Apesar do que fora registrado oficialmente, com o auxílio da pesquisadora Janice de Franceschi, João Augusto soube de passagens do trisavô pelo Estado do Paraná, em 1836, dois anos após a passagem por Bauru. “Ele atuou na consolidação do território nacional, principalmente o do Rio Grande do Sul, muito disputado por portugueses e espanhóis”, conta.
A ideia de vir a Bauru surgiu após contato com os vereadores Raul Gonçalves Paula (PV) e Lima Júnior (PSDB), quando ambos estiveram em Brasília (DF), em abril deste ano. “Combinamos que quando o livro estivesse pronto, iria lançar aí”, conta o ministro do TCU.
Os dois parlamentares, aliás, estão se encarregando de montar a agenda de João Augusto Ribeiro Nardes em Bauru, organizando ainda o lançamento do livro, que ainda não tem local e horário definidos.
Apesar da intensa pesquisa genealógica - que durou três anos -, o autor afirma que o livro não tem a pretensão de exaltar sua família. A história de seus ancestrais, porém, se mistura à do próprio País e do processo de miscigenação.
A narrativa tem início em 1540, no Brasil colonial, com os antepassados portugueses dos Ribeiro Nardes, e passa pela saga dos escravos indígenas, dos tropeiros, dos cristãos novos e dos bandeirantes.
A obra é prefaciada pelo imortal da Academia Brasileira de Letras Marcos Vinicius Vilaça e teve o resumo de orelha feito pelo ministro José Manuel Durão Barroso, presidente da Comunidade Europeia.
“Este livro resulta de uma sadia obstinação. O passado social do Brasil aqui lateja”, escreveu Vilaça. “É uma história rica, que deverá ser aprazível não apenas para os Ribeiro Nardes, mas para outros tantos leitores que encontrarão nela algum proveito, se não o auxílio na descoberta de suas próprias origens”, diz Janice.
Cor da pele
João Augusto Ribeiro Nardes conta que, quando criança, seus irmãos o chamavam de “Nego Pacheco” por ter a pele mais escura que os demais, em referência a um trabalhador de umas das fazendas da família, que era negro e tinha o sobrenome Pacheco.
A brincadeira, que considera inocente, despertou no hoje ministro do TCU, ainda jovem, a dúvida se seria, de fato, filho da mãe descendente de alemães.

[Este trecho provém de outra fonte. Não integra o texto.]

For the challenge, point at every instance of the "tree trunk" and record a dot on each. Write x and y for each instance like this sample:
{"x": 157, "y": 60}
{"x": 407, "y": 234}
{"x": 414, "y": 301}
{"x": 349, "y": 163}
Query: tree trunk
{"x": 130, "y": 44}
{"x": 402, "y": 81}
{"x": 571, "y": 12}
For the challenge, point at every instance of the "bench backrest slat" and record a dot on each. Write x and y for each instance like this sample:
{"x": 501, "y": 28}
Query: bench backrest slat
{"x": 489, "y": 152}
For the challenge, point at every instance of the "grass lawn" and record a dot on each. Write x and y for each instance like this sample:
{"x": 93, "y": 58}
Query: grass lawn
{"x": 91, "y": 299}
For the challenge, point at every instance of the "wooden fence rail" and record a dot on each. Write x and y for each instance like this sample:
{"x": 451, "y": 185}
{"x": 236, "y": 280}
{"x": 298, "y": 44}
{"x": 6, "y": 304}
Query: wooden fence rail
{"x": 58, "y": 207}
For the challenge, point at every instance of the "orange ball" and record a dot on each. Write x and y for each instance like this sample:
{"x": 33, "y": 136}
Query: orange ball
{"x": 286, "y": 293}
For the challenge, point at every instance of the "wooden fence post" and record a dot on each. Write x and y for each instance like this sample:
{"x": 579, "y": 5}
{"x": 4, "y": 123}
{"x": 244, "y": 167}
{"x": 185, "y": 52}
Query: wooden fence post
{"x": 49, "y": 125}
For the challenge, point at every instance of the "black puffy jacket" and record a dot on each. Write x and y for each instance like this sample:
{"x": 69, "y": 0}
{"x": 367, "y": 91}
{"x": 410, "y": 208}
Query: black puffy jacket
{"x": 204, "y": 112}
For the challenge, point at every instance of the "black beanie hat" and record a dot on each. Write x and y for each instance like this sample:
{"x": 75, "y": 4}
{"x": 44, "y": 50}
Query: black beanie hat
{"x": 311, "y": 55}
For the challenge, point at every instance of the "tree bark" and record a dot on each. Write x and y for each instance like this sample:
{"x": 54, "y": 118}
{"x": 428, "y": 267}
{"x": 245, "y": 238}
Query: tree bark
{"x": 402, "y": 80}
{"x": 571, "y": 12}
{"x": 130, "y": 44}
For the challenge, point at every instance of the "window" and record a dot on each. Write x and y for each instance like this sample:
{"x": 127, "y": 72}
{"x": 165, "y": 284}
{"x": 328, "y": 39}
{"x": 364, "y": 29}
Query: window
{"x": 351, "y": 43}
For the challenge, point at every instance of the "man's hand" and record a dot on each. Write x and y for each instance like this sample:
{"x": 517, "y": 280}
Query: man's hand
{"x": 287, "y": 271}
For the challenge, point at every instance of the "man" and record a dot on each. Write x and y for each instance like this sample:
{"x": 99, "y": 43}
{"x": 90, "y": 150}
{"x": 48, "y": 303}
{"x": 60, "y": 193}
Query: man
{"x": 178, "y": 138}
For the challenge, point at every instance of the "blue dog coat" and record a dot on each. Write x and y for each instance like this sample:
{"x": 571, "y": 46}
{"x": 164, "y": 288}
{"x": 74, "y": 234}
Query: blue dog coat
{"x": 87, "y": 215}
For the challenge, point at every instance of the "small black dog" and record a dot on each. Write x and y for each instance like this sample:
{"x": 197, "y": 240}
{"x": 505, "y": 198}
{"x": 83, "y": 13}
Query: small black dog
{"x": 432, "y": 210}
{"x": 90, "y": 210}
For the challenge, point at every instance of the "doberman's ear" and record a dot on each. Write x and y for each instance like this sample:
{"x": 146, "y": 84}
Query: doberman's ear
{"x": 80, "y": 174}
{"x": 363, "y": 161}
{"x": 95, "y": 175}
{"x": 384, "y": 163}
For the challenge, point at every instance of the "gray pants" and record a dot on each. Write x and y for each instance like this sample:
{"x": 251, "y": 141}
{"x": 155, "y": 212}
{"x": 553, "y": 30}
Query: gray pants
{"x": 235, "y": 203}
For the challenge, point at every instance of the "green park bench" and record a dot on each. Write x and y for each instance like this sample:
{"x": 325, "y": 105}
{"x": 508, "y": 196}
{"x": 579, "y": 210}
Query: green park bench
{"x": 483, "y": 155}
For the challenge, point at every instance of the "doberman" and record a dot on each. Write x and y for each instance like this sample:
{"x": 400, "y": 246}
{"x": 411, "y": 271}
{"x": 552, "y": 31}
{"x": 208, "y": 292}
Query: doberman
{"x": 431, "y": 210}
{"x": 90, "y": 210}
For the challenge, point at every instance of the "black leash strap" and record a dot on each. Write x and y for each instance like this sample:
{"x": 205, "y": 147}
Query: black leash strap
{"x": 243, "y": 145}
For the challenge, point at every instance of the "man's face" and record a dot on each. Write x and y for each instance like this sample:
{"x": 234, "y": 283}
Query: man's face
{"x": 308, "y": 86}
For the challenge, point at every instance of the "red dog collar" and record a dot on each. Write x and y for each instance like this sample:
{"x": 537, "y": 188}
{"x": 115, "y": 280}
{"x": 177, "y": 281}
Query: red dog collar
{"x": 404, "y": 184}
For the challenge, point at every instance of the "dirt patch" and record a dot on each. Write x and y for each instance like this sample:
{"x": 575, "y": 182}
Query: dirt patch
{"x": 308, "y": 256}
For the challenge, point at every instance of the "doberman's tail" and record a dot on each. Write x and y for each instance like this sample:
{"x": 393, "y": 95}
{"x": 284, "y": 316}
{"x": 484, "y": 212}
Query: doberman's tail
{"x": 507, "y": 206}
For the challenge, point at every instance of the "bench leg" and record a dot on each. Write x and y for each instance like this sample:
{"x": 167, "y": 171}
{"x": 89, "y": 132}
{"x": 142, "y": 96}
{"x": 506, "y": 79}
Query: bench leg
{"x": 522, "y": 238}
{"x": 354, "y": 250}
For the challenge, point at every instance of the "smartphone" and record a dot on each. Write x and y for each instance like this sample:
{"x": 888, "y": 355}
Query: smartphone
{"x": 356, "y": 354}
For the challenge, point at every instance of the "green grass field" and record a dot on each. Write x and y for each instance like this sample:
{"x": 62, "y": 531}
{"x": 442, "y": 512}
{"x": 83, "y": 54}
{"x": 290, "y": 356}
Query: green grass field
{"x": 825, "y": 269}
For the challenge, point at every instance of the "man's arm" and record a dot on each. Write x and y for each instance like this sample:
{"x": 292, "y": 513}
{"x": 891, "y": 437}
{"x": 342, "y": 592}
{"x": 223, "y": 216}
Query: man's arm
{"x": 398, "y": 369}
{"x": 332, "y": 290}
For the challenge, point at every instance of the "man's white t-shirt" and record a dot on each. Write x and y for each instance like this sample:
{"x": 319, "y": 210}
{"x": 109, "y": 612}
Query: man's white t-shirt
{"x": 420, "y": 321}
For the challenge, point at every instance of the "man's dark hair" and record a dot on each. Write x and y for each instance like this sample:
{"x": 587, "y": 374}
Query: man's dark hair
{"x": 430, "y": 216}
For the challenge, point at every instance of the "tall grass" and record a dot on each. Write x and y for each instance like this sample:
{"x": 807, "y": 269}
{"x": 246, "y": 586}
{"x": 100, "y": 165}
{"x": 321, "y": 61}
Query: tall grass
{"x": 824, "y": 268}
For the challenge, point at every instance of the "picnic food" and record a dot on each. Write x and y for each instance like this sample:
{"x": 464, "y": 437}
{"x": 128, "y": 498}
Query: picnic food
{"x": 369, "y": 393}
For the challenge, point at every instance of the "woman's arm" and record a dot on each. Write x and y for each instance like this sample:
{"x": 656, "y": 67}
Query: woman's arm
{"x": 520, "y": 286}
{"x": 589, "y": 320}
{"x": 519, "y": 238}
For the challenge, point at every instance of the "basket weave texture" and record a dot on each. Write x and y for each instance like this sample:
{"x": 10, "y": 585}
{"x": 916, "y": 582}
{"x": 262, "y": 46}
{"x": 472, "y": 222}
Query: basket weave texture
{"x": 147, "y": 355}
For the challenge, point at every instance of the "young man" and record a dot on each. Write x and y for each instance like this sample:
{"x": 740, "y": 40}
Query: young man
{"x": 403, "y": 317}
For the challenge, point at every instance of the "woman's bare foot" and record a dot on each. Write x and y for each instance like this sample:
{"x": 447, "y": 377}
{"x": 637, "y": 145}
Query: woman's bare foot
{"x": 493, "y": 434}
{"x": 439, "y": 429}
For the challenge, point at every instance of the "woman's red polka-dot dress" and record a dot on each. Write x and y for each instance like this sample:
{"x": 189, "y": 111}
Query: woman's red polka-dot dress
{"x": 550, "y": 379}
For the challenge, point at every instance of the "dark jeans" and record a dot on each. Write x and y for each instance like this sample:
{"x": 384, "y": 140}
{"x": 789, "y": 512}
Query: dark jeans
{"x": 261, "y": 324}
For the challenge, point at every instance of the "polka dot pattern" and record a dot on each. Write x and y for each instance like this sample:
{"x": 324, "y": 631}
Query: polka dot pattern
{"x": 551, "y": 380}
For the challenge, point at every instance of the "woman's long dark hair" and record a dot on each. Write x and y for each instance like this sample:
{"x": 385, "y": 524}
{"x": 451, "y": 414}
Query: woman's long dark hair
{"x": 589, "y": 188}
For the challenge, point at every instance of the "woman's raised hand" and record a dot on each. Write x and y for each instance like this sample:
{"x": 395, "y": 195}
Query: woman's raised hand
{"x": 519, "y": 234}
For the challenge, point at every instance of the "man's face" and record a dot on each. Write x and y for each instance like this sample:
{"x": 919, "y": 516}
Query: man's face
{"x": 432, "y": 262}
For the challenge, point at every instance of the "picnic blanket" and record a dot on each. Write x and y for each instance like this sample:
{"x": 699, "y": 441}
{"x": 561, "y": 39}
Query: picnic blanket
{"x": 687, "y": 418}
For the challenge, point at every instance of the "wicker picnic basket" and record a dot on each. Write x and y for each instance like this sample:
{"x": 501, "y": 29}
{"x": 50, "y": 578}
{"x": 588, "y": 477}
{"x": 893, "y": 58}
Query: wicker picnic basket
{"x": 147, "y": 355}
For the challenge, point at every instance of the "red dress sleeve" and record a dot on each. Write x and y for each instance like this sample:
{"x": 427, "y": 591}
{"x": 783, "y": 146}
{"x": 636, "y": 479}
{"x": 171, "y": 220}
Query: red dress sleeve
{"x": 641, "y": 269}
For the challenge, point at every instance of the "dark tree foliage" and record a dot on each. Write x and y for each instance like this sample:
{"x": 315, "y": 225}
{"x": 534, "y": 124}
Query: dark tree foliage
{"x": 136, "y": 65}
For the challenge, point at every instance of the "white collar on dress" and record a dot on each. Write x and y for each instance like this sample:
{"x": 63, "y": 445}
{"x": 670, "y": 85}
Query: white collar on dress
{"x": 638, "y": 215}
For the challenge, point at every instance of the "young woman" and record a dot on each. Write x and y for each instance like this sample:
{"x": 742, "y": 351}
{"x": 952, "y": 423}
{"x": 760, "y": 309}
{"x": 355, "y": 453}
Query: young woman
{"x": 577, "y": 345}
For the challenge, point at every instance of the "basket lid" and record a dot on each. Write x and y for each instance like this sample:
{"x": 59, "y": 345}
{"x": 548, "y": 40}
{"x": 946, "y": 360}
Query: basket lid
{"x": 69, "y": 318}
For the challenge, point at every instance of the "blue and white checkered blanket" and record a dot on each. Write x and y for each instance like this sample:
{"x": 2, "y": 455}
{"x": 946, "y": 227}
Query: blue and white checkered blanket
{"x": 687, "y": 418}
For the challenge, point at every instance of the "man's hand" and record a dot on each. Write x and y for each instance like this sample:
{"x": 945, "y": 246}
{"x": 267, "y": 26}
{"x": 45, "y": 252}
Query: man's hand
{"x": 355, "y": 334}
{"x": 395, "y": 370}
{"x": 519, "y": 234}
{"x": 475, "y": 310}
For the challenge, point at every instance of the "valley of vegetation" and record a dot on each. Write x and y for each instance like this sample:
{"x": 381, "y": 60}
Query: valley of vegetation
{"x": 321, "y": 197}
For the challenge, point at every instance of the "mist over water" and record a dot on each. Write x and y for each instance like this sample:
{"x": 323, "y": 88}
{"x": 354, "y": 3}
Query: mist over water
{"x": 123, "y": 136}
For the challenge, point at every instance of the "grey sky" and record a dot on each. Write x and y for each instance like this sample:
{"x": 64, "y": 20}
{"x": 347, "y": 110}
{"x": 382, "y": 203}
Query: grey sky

“Embora tendo respondido que sim quando questionada por mim, continuei me questionando o porquê de ter a tez mais escura que meus irmãos. Ao longo da minha vida de adulto, a tonalidade da pele passou a me intrigar cada vez mais, não mais por receio, mas por uma imensa curiosidade e, mais do que isso, por necessidade de conhecer minhas origens. Isso eu só descobriria pesquisando sobre a história de minha família. Foi o que fiz”, explica.
O autor
João Augusto Ribeiro Nardes é gaúcho, natural de Santo Ângelo, nascido em 1952. Formado em Administração de Empresas, fez pós-graduação e mestrado em Política de Desenvolvimento, em Genebra, na Suíça, onde também estagiou na Organização Internacional do Trabalho (OIT). Também se especializou em Estatística do Trabalho e Política de Emprego Hachioji, no Japão.
Aos 19 anos, foi eleito vereador em sua cidade natal. Em 1986 ganhou uma cadeira na Assembleia Legislativa do Rio Grande do Sul, onde ficou por dois mandatos. Elegeu-se deputado federal por três legislaturas e, em 20 de setembro de 2005, tomou posse como ministro do Tribunal de Contas da União (TCU). Atualmente, preside também a Organização Latino-Americana e do Caribe de Entidades Fiscalizadoras Superiores (Olacefs).